No pudo evitar las lágrimas. De alivio. De gratitud.
Pero duró poco. Pablo comenzó a distanciarse. Los mensajes se hicieron breves. Y luego llegó el correo:
«Marina, lo siento. Hay otra. Es solo que… tú elegiste a Sergio. Ahora ya sabes lo que es ser rechazada».
Lo leyó sin dar crédito. ¿Un hombre de cuarenta y tantos decidido a vengar un amor de adolescencia? ¿En serio?
Su amiga apareció como un vendaval.
—¡Escríbele! ¡Ahora mismo! ¡Entre las dos lo hacemos!
Y escribieron. Entre lágrimas. Entre risas.
«Querido Pablo: Gracias. Fuiste un soplo de aire fresco. Me hiciste sentir joven y bonita de nuevo. Suerte con tu… futuro. Marina».
La respuesta fue la esperada: insultos. Pero a ella ya le daba igual.

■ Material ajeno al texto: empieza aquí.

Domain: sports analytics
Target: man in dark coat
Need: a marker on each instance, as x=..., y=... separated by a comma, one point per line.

Una semana después, Marina se topó en el supermercado con una mujer: rubia llamativa, labios pintados y mirada furiosa.
—¡¿Eres tú?! ¡Tú has destrozado mi vida con Pablo!
Marina se quedó quieta. Y entonces, en un instante, le entró… risa.
—¿Ah, la otra mujer? —repetrió con un suspiro—. Ay, cariña, te equivocas de puerta. La verdadera ladrona de maridos es Ángela. Primero el mío, ahora el tuyo…
—¿Ángela?
—Ajá. Calle Verde, 12. No te confundirás, tiene un coche rojo. Lo sé de buena tinta.
Salió del supermercado conteniendo la risa. ¿Se enteraría Ángela de quién le había tendido esa trampa?
Al atardecer, el sol se escondía tras los tejados. Marina se sentó en el balcón, el rostro bañado de luz. De pronto lo entendió: por primera vez en años, estaba bien. No por un hombre. No por un flechazo. Simplemente… bien.
El móvil vibró. Un mensaje de su hijo:
«Mamá, Lucía y yo queremos irnos a vivir juntos. Sin prisas. Sin dramas».
Marina sonrió. Ahí estaba. La felicidad. Ver a su hijo construir su vida con criterio. Con sabiduría. Sin heridas, sin dolor.
¿Y ella?… Ella simplemente viviría. Por sí misma. Por la calma. Por la paz.
Y si el destino le tendía otro amor algún día, estaría preparada.
Pero ahora… se pertenecía a sí misma. Y eso ya no se lo quitaría nadie.
**Lección aprendida:** A veces, lo mejor que puedes regalarte no es un nuevo comienzo, sino la libertad de ser dueña de tu propia historia.